当一个对象被分配给另一个对象时会发生什么 [英] What happens when an object is assigned to another object
问题描述
public class DrumKitTestDrive {
/**
* @param args
*/
public static void main(String[] args) {
// TODO Auto-generated method stub
Echo e1 = new Echo();
Echo e2 = new Echo();
// **e2 = e1;**
int x=0;
while( x < 4 ){
e1.hello();
e1.count = e1.count + 1;
if(x==3){
e2.count = e2.count + 1;
}
if(x>0){
e2.count = e2.count + e1.count;
}
x = x + 1;
}
System.out.print(e2.count);
}
}
class Echo {
int count = 0;
void hello(){
System.out.println("Hellooooo....");
}
}
此代码的输出将是:
Hellooooo....
Hellooooo....
Hellooooo....
Hellooooo....
10
但是如果我从 //e2= e1;
中删除注释,当我运行代码时,系统将打印 24 而不是 10.我不明白为什么会这样?

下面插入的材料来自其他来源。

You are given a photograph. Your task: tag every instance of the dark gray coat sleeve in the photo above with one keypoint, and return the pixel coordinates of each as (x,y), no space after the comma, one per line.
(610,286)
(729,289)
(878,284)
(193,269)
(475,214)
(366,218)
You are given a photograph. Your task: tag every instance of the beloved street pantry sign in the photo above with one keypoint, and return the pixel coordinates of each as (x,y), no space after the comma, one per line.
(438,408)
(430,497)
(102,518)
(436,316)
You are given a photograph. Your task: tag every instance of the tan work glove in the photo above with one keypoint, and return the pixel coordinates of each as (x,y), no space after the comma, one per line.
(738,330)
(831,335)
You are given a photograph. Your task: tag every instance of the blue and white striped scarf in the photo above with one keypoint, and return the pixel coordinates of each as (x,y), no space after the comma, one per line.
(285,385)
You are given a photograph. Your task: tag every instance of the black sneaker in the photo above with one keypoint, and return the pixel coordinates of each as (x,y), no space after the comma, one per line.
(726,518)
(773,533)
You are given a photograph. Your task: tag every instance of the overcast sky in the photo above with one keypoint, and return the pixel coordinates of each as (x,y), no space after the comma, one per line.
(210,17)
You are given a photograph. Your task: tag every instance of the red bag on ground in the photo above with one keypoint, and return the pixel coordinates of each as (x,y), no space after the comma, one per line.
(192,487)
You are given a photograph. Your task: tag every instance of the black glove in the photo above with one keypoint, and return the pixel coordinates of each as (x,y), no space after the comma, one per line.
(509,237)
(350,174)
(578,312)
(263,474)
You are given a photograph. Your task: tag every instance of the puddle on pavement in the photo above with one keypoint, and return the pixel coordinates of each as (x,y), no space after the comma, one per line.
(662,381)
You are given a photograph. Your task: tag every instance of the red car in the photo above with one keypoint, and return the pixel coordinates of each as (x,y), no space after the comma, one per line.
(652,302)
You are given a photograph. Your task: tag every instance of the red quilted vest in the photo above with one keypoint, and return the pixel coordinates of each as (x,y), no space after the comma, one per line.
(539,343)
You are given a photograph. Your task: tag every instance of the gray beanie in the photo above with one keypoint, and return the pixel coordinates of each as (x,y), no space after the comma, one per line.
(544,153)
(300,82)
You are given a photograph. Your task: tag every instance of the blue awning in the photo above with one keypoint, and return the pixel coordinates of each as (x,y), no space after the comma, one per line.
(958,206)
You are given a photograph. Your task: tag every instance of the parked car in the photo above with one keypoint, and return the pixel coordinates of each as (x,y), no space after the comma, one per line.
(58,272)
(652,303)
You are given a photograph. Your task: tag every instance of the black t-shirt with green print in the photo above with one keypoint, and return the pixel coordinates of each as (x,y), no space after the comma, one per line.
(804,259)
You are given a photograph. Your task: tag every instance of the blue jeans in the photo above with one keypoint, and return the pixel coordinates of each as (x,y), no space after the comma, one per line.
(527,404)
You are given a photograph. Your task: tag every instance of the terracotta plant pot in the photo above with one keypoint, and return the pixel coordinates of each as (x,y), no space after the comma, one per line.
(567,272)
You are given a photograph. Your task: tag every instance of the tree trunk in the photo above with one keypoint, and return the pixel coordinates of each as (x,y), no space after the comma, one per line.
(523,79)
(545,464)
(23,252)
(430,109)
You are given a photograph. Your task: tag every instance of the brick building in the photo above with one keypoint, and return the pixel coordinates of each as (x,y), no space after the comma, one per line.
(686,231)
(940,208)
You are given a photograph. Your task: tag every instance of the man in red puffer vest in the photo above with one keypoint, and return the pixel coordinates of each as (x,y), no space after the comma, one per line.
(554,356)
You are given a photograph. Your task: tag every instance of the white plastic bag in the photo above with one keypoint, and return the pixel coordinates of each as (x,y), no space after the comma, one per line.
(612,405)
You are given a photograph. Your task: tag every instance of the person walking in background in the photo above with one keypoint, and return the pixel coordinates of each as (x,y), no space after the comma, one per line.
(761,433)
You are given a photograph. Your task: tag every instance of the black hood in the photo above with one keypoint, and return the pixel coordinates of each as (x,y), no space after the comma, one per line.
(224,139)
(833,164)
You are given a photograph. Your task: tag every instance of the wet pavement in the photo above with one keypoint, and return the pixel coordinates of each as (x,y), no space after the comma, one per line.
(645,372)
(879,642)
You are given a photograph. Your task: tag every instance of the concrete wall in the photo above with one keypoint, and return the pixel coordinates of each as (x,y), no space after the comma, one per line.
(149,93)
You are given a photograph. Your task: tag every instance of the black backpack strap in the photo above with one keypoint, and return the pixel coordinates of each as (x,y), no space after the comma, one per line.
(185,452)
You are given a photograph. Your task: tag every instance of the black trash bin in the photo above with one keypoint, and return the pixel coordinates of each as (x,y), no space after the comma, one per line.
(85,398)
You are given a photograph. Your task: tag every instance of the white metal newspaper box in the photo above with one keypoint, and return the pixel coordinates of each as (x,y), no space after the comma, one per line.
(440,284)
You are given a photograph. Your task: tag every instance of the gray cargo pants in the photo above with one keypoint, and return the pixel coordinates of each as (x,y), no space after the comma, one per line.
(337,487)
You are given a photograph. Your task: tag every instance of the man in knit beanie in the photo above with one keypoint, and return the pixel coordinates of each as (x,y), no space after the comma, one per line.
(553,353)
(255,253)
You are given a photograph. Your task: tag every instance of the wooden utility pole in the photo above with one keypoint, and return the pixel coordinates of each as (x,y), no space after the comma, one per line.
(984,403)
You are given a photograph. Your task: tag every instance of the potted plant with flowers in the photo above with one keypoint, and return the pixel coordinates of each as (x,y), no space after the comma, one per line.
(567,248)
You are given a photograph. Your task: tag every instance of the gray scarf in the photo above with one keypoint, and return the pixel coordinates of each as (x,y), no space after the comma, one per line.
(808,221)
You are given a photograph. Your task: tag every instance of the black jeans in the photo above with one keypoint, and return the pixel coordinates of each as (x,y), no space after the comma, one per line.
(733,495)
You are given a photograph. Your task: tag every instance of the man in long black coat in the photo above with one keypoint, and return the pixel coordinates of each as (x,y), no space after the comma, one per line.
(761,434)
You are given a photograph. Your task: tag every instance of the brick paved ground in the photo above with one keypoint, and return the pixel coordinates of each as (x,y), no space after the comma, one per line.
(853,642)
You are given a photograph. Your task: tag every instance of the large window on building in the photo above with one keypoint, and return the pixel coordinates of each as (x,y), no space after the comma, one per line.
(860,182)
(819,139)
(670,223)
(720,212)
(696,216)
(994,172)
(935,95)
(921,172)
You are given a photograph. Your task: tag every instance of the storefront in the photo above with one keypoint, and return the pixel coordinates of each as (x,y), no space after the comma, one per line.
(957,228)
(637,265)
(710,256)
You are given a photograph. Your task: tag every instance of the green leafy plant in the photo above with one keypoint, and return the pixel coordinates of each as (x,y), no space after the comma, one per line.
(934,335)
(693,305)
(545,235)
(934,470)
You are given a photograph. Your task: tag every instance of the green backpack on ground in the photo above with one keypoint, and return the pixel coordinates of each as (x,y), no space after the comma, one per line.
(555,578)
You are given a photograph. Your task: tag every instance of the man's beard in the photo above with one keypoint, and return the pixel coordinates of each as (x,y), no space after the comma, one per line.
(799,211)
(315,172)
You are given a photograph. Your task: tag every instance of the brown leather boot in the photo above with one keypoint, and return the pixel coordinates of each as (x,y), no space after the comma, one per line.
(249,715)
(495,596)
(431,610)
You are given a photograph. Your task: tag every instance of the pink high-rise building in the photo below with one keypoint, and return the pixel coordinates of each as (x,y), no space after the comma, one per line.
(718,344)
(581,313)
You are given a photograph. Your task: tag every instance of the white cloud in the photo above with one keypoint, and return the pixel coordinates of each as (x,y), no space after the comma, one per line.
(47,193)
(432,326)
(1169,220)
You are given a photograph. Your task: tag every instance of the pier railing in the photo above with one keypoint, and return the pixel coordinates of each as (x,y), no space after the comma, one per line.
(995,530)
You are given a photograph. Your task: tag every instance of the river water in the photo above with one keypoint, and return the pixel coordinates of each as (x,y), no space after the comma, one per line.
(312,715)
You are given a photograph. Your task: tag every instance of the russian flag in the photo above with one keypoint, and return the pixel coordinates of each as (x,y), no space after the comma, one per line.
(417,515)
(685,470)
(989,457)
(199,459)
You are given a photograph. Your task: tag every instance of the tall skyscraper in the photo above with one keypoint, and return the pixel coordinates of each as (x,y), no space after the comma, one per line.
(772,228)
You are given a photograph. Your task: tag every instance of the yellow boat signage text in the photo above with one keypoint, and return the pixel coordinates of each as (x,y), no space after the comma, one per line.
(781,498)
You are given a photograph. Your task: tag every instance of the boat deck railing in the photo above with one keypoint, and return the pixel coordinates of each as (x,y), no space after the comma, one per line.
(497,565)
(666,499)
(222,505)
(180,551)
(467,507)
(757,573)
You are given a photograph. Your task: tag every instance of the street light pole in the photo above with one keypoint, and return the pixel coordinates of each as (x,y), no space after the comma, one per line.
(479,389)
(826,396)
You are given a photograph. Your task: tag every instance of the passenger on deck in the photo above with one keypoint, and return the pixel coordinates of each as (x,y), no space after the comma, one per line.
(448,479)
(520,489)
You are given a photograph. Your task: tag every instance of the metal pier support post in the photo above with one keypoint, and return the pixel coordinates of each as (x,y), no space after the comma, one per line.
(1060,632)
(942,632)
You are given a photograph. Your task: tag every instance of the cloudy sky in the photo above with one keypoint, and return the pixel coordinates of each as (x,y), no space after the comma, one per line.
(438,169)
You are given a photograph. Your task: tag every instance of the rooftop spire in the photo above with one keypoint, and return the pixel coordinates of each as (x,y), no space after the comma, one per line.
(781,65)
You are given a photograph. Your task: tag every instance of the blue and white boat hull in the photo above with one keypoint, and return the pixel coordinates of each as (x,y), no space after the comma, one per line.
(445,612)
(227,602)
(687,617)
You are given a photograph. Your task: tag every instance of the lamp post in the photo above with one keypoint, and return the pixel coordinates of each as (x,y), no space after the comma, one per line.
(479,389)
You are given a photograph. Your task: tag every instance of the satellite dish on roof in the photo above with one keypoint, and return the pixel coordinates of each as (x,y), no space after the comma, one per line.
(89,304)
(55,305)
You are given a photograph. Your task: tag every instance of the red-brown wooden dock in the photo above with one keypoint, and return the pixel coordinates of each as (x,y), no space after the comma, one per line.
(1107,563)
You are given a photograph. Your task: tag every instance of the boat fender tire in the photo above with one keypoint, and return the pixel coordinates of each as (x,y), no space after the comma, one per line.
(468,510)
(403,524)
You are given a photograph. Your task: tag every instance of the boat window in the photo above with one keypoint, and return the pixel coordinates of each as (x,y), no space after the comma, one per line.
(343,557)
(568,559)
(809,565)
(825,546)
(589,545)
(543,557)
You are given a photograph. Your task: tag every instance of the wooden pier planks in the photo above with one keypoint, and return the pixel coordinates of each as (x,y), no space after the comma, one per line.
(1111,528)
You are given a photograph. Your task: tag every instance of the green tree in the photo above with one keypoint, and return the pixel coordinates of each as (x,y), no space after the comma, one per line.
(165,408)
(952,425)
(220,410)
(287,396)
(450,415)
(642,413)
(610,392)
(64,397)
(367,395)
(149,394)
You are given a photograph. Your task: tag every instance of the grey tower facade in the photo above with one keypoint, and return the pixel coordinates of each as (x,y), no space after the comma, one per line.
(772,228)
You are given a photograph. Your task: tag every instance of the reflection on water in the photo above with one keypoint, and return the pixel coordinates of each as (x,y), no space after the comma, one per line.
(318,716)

But if I remove the comments from // e2= e1;
when I run the code the system will print 24 instead of 10. I don't understand why is it so?
我的理解是系统只会将 e1
实例的值复制到 e2
实例中.如果系统这样做,结果将保持不变,因为两个对象属于同一类.
What I understand is the system will just copy the values of e1
instance into e2
instance. And if the system will do so, the result shall remain the same because both objects are of the same class.
推荐答案
我的理解是系统只会将 e1 实例的值复制到 e2 实例中.
What I understand is the system will just copy the values of e1 instance into e2 instance.
不,当您执行 e2 = e1
时,您是在复制对象 references - 您不是在复制对象 - 所以变量 e1
和 e2
都将指向同一个对象.
No, when you do e2 = e1
you're copying object references - you're not making a copy of the object - and so the variables e1
and e2
will both point to the same object.
因此,当您进行递增时,它们都会递增相同的计数字段.
And so when you do your increments, they're all incrementing the same count field.
只是没有赋值e2 = e1
,增量发生在两个不同的实例上.
It's only without the assignment e2 = e1
that the increments are happening on two different instances.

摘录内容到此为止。